Apart from anything else, that would ensure a portfolio of activities with strong returns. “For the BP Group, a planning assumption of $US20 a barrel remains the way to judge the balance between the amount of cash used for investment and that returned to our shareholders,” Lord Browne said.

BP is the first of the oil giants to report quarterly results since oil hit record highs in excess of $US55 a barrel. While its income grew, however, the company has increased its estimate of its spending next year on major capital projects such as oil rigs by about $US1 billion ($A1.34 billion) to $US14 billion , raising some doubts among analysts about its ability to please investors with continued high levels of share buybacks and dividends. The company’s stock retreated 1.2 per cent, to 531 pence ($A13).

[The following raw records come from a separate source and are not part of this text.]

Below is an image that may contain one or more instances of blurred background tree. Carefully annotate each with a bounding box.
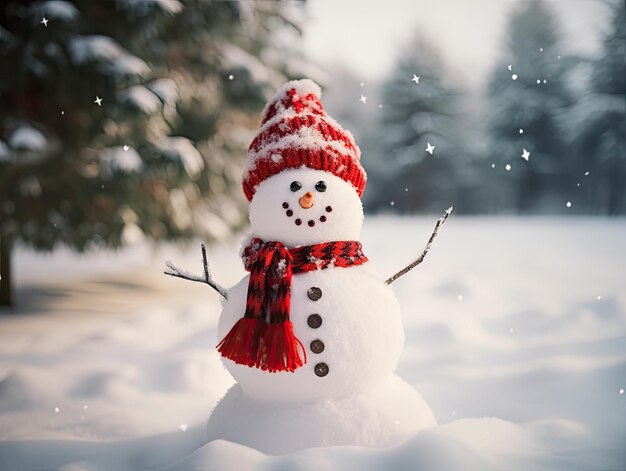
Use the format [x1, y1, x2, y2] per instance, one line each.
[483, 0, 574, 214]
[0, 0, 313, 306]
[568, 0, 625, 215]
[363, 34, 466, 213]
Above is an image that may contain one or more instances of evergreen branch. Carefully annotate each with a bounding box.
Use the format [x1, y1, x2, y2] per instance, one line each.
[385, 206, 453, 285]
[164, 244, 228, 299]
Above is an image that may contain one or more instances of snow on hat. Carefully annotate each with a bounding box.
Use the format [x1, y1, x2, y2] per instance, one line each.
[242, 79, 367, 201]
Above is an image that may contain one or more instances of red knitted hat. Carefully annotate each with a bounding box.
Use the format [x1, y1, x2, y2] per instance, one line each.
[242, 79, 367, 201]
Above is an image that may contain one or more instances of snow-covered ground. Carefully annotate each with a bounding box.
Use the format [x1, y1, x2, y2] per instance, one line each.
[1, 216, 625, 471]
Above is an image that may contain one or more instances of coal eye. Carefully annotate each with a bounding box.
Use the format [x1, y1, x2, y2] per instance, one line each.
[315, 181, 327, 192]
[290, 181, 302, 192]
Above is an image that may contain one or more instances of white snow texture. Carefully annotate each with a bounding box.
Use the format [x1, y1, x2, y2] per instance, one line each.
[68, 35, 149, 80]
[0, 218, 625, 470]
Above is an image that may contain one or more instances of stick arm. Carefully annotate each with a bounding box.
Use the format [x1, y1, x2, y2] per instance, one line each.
[385, 206, 453, 285]
[164, 243, 228, 299]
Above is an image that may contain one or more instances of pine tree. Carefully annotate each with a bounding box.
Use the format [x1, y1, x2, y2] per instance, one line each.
[364, 34, 464, 213]
[569, 0, 625, 214]
[0, 0, 308, 306]
[484, 0, 573, 213]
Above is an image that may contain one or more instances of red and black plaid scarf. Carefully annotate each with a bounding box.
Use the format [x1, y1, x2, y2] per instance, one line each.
[217, 237, 368, 373]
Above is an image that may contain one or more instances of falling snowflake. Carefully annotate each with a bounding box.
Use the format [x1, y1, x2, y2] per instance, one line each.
[404, 188, 408, 192]
[123, 145, 129, 151]
[505, 164, 512, 171]
[41, 17, 49, 27]
[620, 389, 624, 395]
[510, 328, 514, 333]
[425, 142, 435, 155]
[411, 74, 420, 84]
[491, 163, 495, 168]
[521, 149, 530, 161]
[597, 295, 602, 300]
[512, 74, 518, 80]
[507, 64, 513, 71]
[360, 82, 365, 87]
[54, 407, 60, 413]
[584, 171, 590, 176]
[566, 201, 572, 208]
[180, 424, 188, 432]
[228, 75, 234, 80]
[539, 48, 544, 52]
[519, 128, 524, 134]
[543, 79, 547, 84]
[359, 94, 367, 104]
[458, 295, 463, 301]
[536, 79, 541, 84]
[390, 201, 395, 206]
[94, 96, 103, 106]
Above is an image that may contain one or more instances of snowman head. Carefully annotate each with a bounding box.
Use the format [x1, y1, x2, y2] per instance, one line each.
[243, 79, 367, 247]
[249, 167, 363, 247]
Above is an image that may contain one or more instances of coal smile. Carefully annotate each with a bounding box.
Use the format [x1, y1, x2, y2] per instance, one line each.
[282, 202, 333, 227]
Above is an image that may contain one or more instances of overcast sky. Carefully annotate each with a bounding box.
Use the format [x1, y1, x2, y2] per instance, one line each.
[301, 0, 611, 89]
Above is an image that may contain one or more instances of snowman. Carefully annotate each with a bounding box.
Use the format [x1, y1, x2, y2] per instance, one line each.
[167, 79, 448, 454]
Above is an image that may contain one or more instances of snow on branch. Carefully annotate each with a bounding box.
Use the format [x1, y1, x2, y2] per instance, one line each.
[164, 244, 228, 299]
[385, 206, 453, 285]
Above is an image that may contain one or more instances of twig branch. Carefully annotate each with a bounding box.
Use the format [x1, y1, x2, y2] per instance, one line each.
[385, 206, 453, 285]
[164, 243, 228, 299]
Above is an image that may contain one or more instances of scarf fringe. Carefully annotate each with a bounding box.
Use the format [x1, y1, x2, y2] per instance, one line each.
[216, 317, 263, 368]
[256, 321, 306, 373]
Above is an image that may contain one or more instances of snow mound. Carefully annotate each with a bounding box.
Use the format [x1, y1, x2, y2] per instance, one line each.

BP announced that its pro forma profit rose to $US3.94 billion in the third quarter from $US2.76 billion in the period a year ago. What it calls its replacement-cost profit rose $US3.46 billion in the quarter from $US2.26 billion a year ago. Sales increased by a quarter, to $US73.8 billion, from $US59 billion, the company said.

Some analysts argued that the profits should have been much higher in light of the surge in oil prices, which have risen almost 70 per cent this year.

But the company acknowledged that capital expenditure, now expected to be in the region of $US14 billion this year and next, was higher than previously forecast.

“What they have gained on oil prices has been offset by expenditure,” said Richard Griffith, an analyst with brokerage Williams de Broe, which rates BP stock a “buy”.

“It is pointing to what you might expect in two, three, four years’ time when this investment is producing results.”

BP executives said the increase in capital spending was due to a variety of factors, including higher prices for steel used in building oil industry equipment and a weak dollar.

Lord Browne said the company was “on track” to achieve three targets it had set for shareholders, including increased dividends and “to distribute to shareholders 100 per cent of all free cash flows in excess of investment and dividend needs, generally when the price of oil is above $US20 per barrel”.

BP said exceptional costs grew by some $US400 million in the third quarter, partly as a result of a fire at an oil rig in Egypt and production shutdowns caused by Hurricane Ivan at BP installations in the Gulf of Mexico.